I was raised to think a lot of things that aren’t true. ”
“They sometimes are,” I said, gesturing to Quinn’s unconscious body.
“Not for long,” he countered. “After he meets his mate, you’re going to spend your eternity saving people just like him. You’re going to be giving them their lives back. Because that’s who you are.”
Tears pricked my eyes, and I felt a flash of furious indignation. “If you make me cry again, I swear to everything holy I will beat you senseless with Quinten’s unconscious body.”
He smiled, so apparently my threat wasn’t believable. “Sorry.” His gaze lingered on my mouth. “Thierry, I’d like to kiss you.”
He looked so earnest, so guileless, but still masculine and utterly beautiful in the moonlight. His eyes seemed to catch gold, as if man and wolf were both watching me.
I swallowed, off-kilter at the question. Not opposed, though. Quite the opposite.
“You didn’t ask permission before.”
“And neither did you,” he said. “But I’m asking now. Is that something you want? Because I won’t do it until you use your words.”
“Yes.” The truth of it hit hard and clear. It was something I’d felt since Rookwood, maybe even since first seeing him in the council chambers. “Yes, Jeremy. I want you to kiss me.”
He moved instantly, one hand cupping my cheek, the other around my waist. Strong for a mortal, he crushed me to him. But when his warm, soft lips met mine, his kiss was gentle.
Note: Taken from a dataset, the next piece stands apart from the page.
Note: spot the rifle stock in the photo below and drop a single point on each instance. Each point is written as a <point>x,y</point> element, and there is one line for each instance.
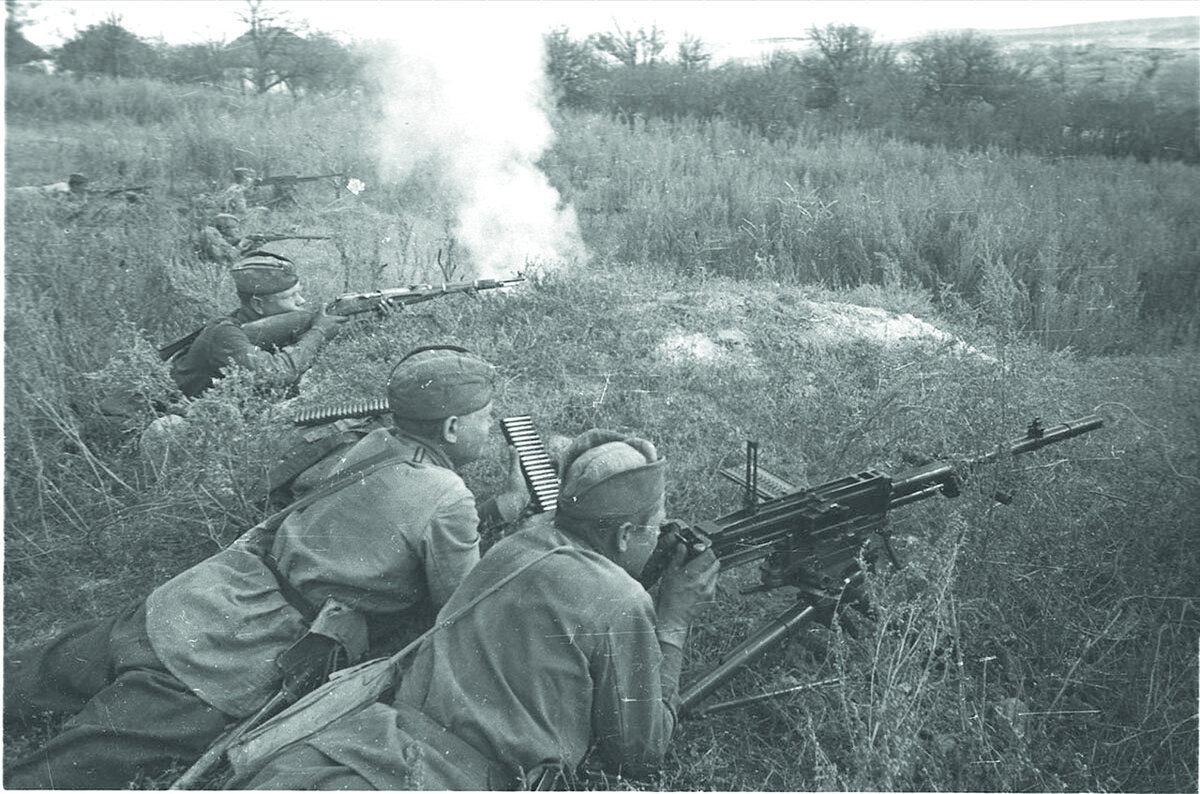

Fire sparked low in my belly. His scent coiled around us, making the rest of the world vanish. My arms circled his waist. The solid muscle beneath his clothes, the smooth masculine hardness of him, felt like a promise.
When my lips parted in invitation, his kiss deepened—more demanding now. His tongue swept mine, and I let out a soft noise of need. My cock hardened, and he was hard too, pressed against me.
It wasn’t sloppy or selfish. It was tender and forceful, as though he was pouring every ounce of feeling into it, telling me without words how he felt.
In eight hundred years, no one had ever kissed me like that.
The half-formed blood bond felt suddenly tangible, cocooning us. I wasn’t a vampire and he wasn’t a wolf. There was only him and me.
It could have been a minute or an hour. When he finally pulled back, his breathing was rough.
“I’ve been wanting to do that for a while,” he said, his eyes bright and his lips swollen. The lopsided grin he gave me made me want to kiss him all over again.
“Yes, well,” I said, straightening my velvet jacket. “It wasn’t awful or anything.”
His gaze dipped lower, his grin widening. “I can see that.”
I huffed. “We ought to get Quinn back to the others.”
“Sure thing,” Jeremy said, still grinning in a way that had me half-believing he was the big bad wolf after all and might swallow me whole.
I wasn’t entirely sure I would have minded.
* * *
We ended up taking Quinn through the back door of Nathaniel’s Place again. Oddly enough, frog-marching an unconscious vampire past several dozen vampires, humans, and witches in the bar wasn’t my idea of a good time.
The door was warded against intrusion, but at my touch it flung itself open—courtesy of a spell the witch queen herself had cast. It opened onto a long hallway: three storerooms, a break room with couches for human patrons who’d had too much to drink, the entrance to the upstairs apartments, and—around the corner—another warded door leading down to the basement stairs.
Those last two doors were heavily protected. Making friends with the witches last year instead of mutually annihilating each other had its perks. Better security was one of them. Though it hadn’t slowed Quinn down.
Derek was in the break room, snoring peacefully.